Faltava apenas a palavra final do Capitão Reis Moura, que nunca me perdoou o facto de eu ter lido a data de regresso ao quartel, erradamente escrita num passaporte, ficando mais um dia de fim de semana.
"Esse gajo é um baldas!", terá dito, e no dia seguinte, em vez de 3º, eu apareci nas pautas classificado em 9º lugar.
Afinal o destino dos primeiros era outro - o General Spínola disse claro, nessa altura (verão de 71) que para a Guiné queria ver mobilizados os melhores oficiais milicianos de todos os cursos.
Assim foi. Do meu turno, os oito primeiros foram para a Guiné.
O segundo e terceiro classificados morreram em combate.
Eu fui mobilizado para Angola.
Um abraço
Muito bem, excelente post. Inteiramente de acordo. Mas tão comedido no final...
E o que é feito do seu ajudante de campo, Senhor Embaixador?!
Dra. Helena Sacadura Cabral: se se refere a António Ramos, que foi ajudante-de-campo de Spínola, tenho ideia de que morreu há alguns anos.
O António Ramos (com quem cheguei a trabalhar em Belém) morreu já há alguns anos, sim...
Senhor Embaixador
Neta de alto militar e sobrinha de comandante, não acerto nunca nos galões, para vergonha da restante família. Enfim, dificuldades de quem não aprecia guerras nem Forças Armadas...

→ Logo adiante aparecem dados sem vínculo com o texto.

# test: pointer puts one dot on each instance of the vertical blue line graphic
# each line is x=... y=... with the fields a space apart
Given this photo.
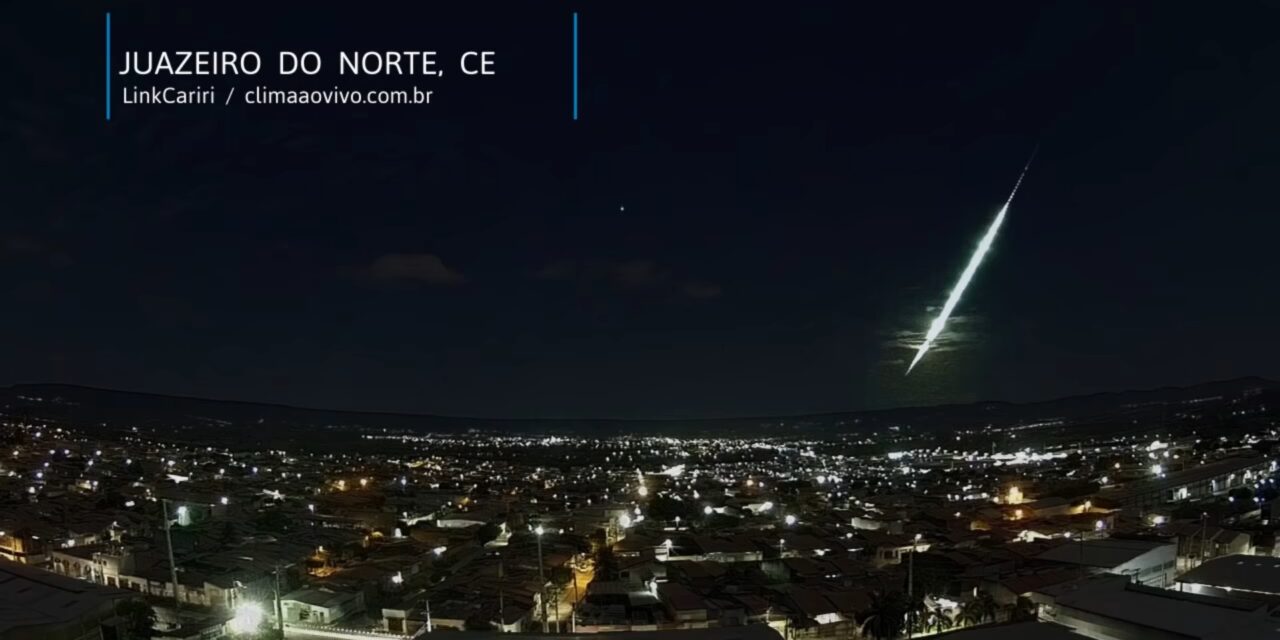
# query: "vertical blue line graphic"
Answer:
x=109 y=65
x=575 y=65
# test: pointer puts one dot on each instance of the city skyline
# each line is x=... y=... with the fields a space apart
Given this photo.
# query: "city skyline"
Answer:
x=726 y=229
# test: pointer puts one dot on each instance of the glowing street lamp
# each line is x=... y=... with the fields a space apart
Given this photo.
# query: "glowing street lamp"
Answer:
x=542 y=579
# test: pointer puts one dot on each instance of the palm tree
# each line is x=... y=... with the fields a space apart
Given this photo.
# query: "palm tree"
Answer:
x=981 y=608
x=886 y=617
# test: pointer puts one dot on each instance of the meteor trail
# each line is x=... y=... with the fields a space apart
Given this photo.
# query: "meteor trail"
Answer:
x=969 y=270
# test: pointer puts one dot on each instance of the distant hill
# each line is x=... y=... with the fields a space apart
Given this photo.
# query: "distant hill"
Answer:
x=115 y=410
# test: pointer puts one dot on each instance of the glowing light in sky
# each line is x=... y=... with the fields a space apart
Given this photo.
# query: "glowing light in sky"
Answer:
x=967 y=275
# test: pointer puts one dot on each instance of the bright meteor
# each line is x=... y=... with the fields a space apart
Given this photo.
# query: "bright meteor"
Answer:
x=967 y=277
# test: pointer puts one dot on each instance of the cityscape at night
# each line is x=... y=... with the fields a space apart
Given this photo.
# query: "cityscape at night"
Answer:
x=639 y=320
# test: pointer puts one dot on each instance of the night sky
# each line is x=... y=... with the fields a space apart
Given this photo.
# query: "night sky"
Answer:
x=755 y=213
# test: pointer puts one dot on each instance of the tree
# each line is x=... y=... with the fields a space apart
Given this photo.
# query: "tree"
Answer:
x=140 y=618
x=606 y=565
x=886 y=617
x=979 y=609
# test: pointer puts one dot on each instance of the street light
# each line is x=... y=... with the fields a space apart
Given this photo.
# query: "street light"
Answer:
x=248 y=617
x=542 y=579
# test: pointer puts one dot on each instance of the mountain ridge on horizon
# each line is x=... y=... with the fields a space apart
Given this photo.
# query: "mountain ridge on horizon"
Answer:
x=86 y=393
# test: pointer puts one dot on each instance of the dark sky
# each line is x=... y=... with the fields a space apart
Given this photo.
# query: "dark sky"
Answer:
x=757 y=209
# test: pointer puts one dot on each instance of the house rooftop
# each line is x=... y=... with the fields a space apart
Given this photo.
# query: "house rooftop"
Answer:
x=1256 y=574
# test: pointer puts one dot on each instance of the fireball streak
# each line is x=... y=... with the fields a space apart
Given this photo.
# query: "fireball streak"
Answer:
x=969 y=270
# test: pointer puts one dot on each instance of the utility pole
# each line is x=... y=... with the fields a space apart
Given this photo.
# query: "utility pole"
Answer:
x=910 y=586
x=542 y=579
x=173 y=566
x=279 y=608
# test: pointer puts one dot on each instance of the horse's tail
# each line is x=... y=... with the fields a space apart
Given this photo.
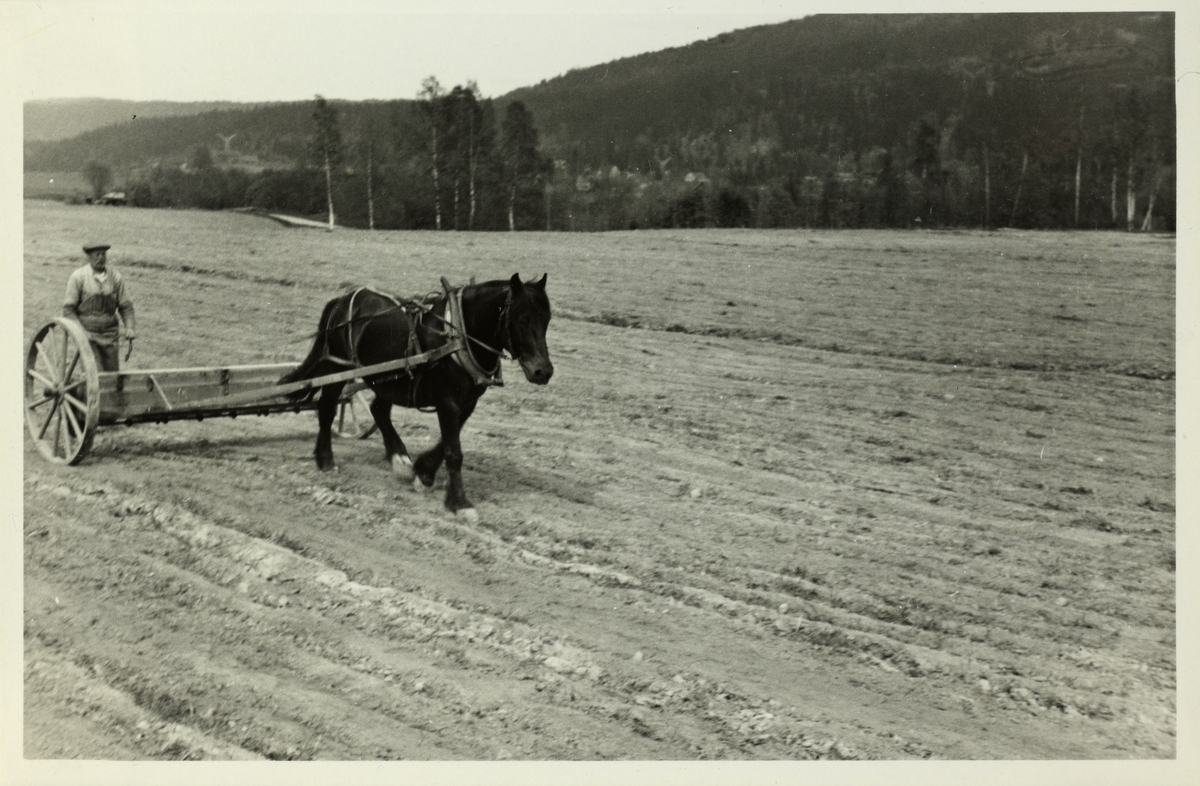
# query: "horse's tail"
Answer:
x=307 y=369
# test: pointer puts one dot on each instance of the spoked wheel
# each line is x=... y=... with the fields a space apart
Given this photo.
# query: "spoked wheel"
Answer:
x=61 y=391
x=354 y=418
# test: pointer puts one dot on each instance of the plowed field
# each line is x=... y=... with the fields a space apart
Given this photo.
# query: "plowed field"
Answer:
x=790 y=496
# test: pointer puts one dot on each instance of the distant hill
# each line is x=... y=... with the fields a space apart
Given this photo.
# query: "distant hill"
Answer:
x=846 y=83
x=834 y=120
x=64 y=118
x=256 y=135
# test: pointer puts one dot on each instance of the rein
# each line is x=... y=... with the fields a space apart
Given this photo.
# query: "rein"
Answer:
x=454 y=322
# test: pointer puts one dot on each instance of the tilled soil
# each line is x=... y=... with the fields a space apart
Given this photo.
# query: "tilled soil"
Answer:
x=690 y=546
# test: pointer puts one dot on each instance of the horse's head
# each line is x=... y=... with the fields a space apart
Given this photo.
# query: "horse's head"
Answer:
x=528 y=319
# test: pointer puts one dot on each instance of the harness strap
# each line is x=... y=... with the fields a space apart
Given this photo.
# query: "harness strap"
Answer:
x=463 y=355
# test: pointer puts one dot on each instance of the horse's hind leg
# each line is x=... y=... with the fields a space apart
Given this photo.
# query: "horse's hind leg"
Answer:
x=327 y=409
x=393 y=445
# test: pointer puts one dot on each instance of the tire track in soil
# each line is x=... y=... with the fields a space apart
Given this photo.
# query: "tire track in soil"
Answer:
x=815 y=553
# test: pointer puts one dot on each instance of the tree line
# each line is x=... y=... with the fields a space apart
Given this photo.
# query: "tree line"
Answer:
x=442 y=162
x=976 y=120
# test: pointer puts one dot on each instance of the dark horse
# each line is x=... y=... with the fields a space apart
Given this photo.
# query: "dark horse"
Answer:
x=365 y=328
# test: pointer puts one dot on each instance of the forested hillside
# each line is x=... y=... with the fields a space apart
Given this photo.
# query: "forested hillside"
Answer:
x=64 y=118
x=868 y=120
x=993 y=120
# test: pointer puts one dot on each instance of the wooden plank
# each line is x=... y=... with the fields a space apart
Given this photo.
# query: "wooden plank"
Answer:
x=178 y=388
x=142 y=394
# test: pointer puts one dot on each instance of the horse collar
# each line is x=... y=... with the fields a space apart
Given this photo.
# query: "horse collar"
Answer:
x=463 y=355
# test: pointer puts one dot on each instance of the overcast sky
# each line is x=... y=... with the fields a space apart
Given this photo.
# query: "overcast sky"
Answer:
x=288 y=51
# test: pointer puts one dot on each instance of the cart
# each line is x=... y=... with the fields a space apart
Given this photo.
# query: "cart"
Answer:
x=67 y=397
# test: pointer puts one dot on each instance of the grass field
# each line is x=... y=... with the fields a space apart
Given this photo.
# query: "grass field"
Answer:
x=790 y=495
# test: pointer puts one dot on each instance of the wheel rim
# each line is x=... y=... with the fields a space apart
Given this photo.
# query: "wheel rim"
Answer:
x=61 y=391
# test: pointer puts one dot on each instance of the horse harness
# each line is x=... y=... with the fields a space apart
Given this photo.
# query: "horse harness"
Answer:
x=414 y=311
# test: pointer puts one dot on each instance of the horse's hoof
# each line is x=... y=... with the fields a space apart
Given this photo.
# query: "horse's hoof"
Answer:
x=403 y=468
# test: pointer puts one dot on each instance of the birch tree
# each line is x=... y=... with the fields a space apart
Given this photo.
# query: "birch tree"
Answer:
x=431 y=97
x=327 y=148
x=523 y=165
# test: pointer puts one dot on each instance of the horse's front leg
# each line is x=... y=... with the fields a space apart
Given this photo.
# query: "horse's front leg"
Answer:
x=327 y=409
x=393 y=445
x=451 y=417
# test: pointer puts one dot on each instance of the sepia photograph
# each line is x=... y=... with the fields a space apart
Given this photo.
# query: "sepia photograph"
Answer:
x=547 y=393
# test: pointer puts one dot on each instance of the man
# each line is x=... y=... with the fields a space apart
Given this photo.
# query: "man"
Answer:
x=96 y=295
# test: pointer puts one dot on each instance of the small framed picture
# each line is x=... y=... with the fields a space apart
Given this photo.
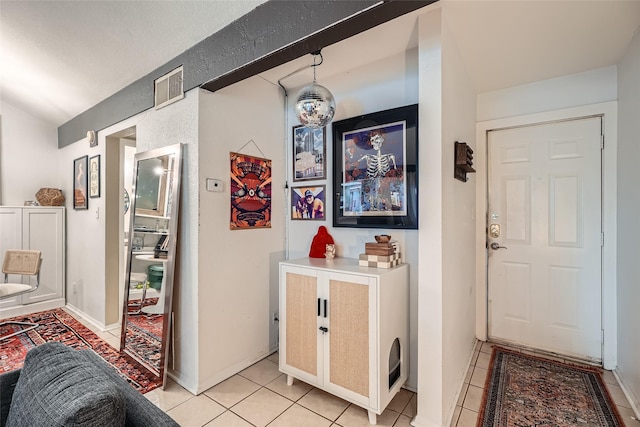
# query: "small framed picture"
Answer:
x=309 y=152
x=94 y=176
x=80 y=200
x=308 y=202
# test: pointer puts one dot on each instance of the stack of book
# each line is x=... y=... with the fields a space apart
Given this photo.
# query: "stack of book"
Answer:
x=380 y=255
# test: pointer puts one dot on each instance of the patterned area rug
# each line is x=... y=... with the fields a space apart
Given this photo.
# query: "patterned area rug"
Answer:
x=144 y=338
x=528 y=391
x=58 y=325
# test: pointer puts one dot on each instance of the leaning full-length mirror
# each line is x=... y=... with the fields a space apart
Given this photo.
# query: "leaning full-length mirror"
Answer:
x=151 y=257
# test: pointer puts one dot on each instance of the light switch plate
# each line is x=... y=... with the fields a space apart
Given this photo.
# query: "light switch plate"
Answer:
x=215 y=185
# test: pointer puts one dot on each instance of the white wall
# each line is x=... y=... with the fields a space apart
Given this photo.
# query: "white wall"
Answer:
x=458 y=223
x=395 y=80
x=585 y=88
x=628 y=214
x=28 y=156
x=238 y=269
x=447 y=224
x=85 y=290
x=176 y=123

Por isso terei chamado ajudante de campo ao Major Mário Tomé que, julgo, terá servido sob as ordens de Spínola e de quem nunca mais ouvi falar!
Dra. Helena Sacadura Cabral: Mário Tomé foi ajudante de campo de Kaulza de Arriaga, não de António de Spínola. Ao que julgo saber, anda por aí, como outros...
Senhor Embaixador
De facto perverto tudo o que se ligue a Forças Armadas. Agora até confundo Kaúlza com Spinola. Valha-me Deus!
Mas deve haver razões para os confundir, porque eu só faço confusões criteriosas...
Apesar da antiguidade do post entendo útil haver mais rigor.
Que eu saiba, "Portugal e o futuro" foi publicado por Paradela de Abreu/Editora Arcádia em Fevereiro de 1974.
Acabou por ser fulcral para o levantamento militar de 16 de Março desse ano, mas a sua importância no que respeita ao 25 de Abril é muito reduzida.
Caro VV . Leia isto pf https://ou-quatro-coisas.blogspot.com/2024/02/portugal-e-o-futuro.html
Obrigado pela pronta resposta, senhor Embaixador.
Mas penso que ela (e concordando com grande parte do que escreve) acrescenta pouco ao que quis frisar:
-que o livro foi publicado em Fev/1974, não em 1973
-que poderá ter tido influência no movimento de 16/Mar/74
-que tem pouca relevância quanto ao 25 de Abril de 1974
Cumprimentos, gosto sempre de o ler mesmo quando não concordo consigo. O que também ocorre bastantes vezes.